Recent studies have suggested that bone marrow-derived stem cells offer protection to neurons via multiple and diverse actions. Furthermore, stem cell derived factors are able to improve some of the metabolic deficiencies seen in cell models of the progressive neurological condition Friedreich ataxia (FRDA), suggesting that transplantation or mobilisation of stem cells may be a potential therapy. Here we propose an exploration of the mechanisms by which bone marrow stem cell mobilising drugs may provide neuroprotection and influence regeneration in FRDA. We hypothesise that these drugs act via multiple mechanisms, with direct neuroprotective effects and secondary reparative effects through facilitation of neuronal regeneration by both intrinsic neural stem cells and mobilised bone marrow cells. We propose to use a combination of cell culture models and FRDA animal models.

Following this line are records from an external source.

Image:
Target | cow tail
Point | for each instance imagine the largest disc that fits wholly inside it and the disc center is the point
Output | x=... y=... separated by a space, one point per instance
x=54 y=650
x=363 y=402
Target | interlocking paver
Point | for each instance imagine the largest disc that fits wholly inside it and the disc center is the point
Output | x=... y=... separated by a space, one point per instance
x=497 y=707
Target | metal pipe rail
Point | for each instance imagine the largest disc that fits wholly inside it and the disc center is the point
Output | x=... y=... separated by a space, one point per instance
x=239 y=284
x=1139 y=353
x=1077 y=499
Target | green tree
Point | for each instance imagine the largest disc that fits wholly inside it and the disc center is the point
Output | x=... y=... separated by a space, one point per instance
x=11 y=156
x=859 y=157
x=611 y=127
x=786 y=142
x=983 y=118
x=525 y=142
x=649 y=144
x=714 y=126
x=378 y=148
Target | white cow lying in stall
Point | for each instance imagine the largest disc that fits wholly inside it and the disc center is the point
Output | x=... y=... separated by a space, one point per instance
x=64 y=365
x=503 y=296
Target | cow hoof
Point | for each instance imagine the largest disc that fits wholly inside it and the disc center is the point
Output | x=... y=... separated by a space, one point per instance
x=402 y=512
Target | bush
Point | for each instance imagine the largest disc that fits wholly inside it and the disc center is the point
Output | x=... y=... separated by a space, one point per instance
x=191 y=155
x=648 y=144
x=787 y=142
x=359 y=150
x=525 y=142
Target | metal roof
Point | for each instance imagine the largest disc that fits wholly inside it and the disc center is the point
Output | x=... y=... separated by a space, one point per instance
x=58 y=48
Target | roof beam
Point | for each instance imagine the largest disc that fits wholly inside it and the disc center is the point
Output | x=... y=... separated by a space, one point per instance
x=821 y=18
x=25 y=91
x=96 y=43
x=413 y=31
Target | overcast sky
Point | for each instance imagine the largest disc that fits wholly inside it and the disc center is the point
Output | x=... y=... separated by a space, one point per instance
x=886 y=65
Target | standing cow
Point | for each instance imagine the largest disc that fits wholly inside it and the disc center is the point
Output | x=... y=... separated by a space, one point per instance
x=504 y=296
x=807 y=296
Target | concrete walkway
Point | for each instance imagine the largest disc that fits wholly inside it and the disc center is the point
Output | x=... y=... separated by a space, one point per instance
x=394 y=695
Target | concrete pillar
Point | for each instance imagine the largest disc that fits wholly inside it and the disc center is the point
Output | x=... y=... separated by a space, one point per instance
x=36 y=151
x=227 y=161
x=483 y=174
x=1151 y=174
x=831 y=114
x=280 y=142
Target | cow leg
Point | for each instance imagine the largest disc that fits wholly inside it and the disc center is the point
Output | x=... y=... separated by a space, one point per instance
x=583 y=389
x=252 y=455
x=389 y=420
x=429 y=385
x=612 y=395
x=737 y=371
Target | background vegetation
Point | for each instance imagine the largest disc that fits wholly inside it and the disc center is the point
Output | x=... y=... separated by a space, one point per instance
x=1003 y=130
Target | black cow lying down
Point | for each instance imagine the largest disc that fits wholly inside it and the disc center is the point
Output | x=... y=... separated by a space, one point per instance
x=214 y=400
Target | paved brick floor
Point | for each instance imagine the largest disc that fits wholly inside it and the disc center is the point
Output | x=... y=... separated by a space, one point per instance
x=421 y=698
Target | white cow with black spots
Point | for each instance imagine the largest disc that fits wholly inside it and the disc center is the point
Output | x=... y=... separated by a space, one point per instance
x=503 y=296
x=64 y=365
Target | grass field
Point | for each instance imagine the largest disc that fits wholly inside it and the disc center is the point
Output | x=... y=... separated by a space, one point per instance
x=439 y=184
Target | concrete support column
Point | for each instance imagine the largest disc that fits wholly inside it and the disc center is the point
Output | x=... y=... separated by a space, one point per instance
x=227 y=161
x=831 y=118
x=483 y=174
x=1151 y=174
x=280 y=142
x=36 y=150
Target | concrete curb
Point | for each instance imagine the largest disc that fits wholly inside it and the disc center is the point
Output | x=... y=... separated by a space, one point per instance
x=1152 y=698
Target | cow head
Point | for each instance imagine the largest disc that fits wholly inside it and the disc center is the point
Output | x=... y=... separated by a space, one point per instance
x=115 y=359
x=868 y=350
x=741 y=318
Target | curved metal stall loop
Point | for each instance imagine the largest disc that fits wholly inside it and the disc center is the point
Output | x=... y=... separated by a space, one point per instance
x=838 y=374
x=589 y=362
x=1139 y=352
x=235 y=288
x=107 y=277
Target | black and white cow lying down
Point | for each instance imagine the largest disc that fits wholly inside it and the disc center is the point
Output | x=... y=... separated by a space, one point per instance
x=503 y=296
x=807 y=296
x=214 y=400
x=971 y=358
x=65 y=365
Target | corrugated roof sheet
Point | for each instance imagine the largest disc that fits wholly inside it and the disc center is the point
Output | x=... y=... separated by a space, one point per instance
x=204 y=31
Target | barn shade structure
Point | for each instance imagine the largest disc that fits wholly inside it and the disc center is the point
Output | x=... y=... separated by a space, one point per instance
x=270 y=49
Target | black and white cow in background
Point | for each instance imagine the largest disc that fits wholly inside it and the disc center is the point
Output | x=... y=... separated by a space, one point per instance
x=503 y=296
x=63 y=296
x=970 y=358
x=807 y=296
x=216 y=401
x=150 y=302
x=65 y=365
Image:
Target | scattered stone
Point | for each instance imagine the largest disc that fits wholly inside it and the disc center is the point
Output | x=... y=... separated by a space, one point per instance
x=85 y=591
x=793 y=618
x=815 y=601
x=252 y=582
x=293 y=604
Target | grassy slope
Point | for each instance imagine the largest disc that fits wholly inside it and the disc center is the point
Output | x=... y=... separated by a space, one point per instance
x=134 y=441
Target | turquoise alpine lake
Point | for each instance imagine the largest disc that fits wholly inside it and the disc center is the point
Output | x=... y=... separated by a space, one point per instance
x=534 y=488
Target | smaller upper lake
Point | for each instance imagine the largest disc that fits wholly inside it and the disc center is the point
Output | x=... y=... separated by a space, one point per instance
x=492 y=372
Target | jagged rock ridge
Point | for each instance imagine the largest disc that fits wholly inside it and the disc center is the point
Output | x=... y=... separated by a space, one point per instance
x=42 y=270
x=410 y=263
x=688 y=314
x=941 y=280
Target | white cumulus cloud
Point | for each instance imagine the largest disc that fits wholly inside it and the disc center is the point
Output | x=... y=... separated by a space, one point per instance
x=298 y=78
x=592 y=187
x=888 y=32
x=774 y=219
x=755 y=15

We will study direct neuroprotective effects of stem cell mobilising drugs on neuronal cultures and inducible pluripotent stem (iPS) cells derived from patients with FRDA. Differentiation of FRDA iPS cells into a neuronal phenotype will allow an analysis of the effect of these drugs on frataxin and mitochondrial signalling pathways. We will also use mouse models of FRDA and analyse the effects of administration of stem cell mobilising drugs. We will determine whether these drugs influence neuronal pathology and whether this is dependent on stem cell mobilisation. We will establish whether administration of these drugs increases entry of stem cells into the brain and whether these cells integrate with endogenous neurons. Using ex vivo cerebellar slices with electrophysiological and single cell PCR, we will determine whether integration of stem cells with endogenous cerebellar cells alters electrical properties or gene expression within the cerebellum. Understanding these therapeutic mechanisms will potentially allow the development of a novel neuroprotective therapy in patients with FRDA.